Дольф не спросил, отчего так долго. Он совсем не мастер задавать посторонние вопросы. Он снова повторил указания. Я их записала и прочла ему, проверяя, что все записано правильно. Так и оказалось.

– Дольф, мне ехать минут сорок пять, не меньше.

Обычно меня как эксперта вызывают последней. Когда жертва заснята на фотопленку, видеокамеру, ощупана, осмотрена и так далее. Когда я приезжаю, все уже рвутся домой или хотя бы подальше от места преступления. Никому не хочется еще два часа мерзнуть.

– Я тебе позвонил, как только понял, что ничто человеческое к этому делу отношения не имеет.
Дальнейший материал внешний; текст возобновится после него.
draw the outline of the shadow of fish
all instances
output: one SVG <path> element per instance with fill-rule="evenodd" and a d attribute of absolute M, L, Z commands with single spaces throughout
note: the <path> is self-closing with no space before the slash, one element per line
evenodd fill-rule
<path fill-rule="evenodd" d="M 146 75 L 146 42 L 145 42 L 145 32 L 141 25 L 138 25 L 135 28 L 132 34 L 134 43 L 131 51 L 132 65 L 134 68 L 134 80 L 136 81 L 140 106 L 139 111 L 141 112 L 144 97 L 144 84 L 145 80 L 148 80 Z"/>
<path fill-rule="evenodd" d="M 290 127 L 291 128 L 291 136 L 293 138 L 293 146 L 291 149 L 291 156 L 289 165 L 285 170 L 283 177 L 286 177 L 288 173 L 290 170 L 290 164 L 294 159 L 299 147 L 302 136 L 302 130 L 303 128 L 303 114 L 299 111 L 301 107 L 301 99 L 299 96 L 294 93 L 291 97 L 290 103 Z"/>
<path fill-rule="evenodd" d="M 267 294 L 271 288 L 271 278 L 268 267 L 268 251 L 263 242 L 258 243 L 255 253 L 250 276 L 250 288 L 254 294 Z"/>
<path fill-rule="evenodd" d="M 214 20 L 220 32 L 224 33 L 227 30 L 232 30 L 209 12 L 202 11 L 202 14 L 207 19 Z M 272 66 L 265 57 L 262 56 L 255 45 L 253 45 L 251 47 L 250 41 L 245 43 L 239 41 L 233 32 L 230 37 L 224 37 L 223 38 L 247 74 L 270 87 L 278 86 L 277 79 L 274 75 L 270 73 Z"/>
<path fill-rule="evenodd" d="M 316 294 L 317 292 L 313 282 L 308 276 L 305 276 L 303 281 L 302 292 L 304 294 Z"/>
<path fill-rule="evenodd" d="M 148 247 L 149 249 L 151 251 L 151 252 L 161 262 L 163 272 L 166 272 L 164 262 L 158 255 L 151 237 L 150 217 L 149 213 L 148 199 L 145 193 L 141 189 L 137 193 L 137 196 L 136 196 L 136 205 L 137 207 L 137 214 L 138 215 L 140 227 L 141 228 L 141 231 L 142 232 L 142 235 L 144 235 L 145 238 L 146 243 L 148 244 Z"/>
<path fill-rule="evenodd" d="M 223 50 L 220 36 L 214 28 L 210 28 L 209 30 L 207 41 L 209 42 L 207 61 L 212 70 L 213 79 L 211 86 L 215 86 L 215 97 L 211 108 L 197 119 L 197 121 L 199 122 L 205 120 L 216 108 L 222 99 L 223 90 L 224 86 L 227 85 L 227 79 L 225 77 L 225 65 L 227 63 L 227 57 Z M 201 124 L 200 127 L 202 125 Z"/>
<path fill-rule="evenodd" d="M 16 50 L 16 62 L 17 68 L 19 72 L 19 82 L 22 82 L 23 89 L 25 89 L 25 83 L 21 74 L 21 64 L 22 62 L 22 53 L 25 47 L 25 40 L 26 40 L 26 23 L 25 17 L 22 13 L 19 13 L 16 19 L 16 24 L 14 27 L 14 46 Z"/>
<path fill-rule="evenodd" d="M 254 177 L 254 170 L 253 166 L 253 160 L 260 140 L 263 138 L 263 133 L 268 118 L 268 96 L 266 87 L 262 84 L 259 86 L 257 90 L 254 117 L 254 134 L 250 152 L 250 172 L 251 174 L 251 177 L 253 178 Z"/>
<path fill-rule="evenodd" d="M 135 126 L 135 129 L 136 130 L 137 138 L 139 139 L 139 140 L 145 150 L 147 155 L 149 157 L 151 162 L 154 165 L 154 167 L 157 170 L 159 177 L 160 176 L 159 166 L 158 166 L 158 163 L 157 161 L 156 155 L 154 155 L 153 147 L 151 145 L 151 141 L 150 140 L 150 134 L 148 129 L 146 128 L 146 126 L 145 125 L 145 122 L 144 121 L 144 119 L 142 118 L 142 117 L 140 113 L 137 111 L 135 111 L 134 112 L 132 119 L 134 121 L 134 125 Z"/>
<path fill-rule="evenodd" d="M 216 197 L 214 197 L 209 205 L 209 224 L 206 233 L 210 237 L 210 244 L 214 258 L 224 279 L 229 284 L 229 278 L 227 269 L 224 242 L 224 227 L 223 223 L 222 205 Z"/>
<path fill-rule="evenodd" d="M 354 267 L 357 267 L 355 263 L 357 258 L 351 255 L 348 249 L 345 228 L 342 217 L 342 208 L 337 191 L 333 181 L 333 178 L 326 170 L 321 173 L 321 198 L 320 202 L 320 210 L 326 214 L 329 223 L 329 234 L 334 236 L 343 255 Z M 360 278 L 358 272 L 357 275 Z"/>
У нас еще сорок пять минут уйдет на всю нашу работу, пока мы будем готовы.

Надо было помнить, что Дольф рассчитывает наперед.
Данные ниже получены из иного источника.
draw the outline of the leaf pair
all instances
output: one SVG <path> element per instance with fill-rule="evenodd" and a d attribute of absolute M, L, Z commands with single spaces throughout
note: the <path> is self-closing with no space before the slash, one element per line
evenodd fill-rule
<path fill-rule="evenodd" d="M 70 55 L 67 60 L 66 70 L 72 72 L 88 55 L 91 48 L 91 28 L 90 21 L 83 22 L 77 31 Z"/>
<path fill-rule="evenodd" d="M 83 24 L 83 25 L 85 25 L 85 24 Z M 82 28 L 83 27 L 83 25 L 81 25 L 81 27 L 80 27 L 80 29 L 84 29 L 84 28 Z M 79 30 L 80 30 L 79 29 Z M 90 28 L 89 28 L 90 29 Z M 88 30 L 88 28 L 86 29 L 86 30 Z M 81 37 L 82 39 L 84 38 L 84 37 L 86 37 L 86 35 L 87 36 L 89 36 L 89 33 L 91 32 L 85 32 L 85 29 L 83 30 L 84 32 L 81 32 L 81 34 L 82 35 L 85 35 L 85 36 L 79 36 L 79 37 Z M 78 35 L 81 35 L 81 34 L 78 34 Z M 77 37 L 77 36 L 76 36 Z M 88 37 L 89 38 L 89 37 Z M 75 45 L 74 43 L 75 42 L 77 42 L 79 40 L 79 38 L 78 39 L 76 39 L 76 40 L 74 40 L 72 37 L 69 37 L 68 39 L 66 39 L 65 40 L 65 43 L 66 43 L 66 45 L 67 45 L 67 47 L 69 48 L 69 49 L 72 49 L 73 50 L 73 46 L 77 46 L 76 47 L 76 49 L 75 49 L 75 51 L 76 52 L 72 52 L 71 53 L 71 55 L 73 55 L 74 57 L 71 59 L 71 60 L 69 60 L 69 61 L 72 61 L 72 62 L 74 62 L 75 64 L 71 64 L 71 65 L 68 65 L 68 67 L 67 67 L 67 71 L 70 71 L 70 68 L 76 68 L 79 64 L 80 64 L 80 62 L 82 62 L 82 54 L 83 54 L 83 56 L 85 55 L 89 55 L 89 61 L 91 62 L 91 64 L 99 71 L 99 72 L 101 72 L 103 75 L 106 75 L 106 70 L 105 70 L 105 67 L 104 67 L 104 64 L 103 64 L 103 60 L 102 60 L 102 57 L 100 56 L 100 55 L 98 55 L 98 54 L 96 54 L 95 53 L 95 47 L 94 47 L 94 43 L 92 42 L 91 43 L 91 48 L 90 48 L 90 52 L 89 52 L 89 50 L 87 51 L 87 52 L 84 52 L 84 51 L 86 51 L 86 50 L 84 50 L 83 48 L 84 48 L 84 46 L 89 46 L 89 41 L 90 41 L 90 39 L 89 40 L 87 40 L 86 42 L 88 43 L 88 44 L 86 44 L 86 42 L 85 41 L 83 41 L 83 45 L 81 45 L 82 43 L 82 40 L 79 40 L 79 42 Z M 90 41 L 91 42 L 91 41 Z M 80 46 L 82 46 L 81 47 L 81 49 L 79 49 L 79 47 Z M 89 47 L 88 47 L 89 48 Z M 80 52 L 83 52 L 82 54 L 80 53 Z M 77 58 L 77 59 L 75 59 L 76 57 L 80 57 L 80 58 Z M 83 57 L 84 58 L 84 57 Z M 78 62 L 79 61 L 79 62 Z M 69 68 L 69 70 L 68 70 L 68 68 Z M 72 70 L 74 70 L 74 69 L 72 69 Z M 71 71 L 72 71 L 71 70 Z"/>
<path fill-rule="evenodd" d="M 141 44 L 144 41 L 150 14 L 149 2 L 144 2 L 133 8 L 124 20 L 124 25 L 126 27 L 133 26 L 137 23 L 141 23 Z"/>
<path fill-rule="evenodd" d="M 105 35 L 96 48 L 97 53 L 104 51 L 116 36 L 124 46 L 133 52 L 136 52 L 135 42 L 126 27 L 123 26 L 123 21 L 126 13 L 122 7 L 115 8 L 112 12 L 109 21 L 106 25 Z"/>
– Ладно, постараюсь добраться побыстрее.

Он повесил трубку. Я тоже. Слова “до свидания” я от Дольфа еще не слышала.

Перо я отдала владельцу. Он принял его с таким видом, будто никогда не сомневался в его возврате. Что значит хорошее воспитание!

Я направилась к двери. Ни Ричард, ни Жан-Клод в вестибюль не вышли. Они были в общественном месте, так что я не думала, что дело всерьез дойдет до кулаков. Будут ругаться, но без рук. И вообще вампир и вервольф могут сами о себе позаботиться. К тому же раз Ричарду не разрешалось беспокоиться обо мне, когда я предоставлена самой себе, самое меньшее, что я могла сделать, – ответить взаимностью. Я не думала, что Жан-Клод действительно хочет меня на это подтолкнуть. Нет. Кто-то из нас умрет, и я начинала думать, что, может быть – только может быть, – это буду не я.

6

За дверью меня охватил мороз. Я ссутулилась, спрятав подбородок в воротник. Передо мной шли две смеющиеся пары, повисая друг на друге, обнимаясь для защиты от холода. Театрально постукивали высокие каблучки женщин. Смех женщин был слишком высокий, пронзительный. Пока что двойное свидание проходит отлично. А может, они все нежно и чисто влюблены, а я злобствую. Может быть.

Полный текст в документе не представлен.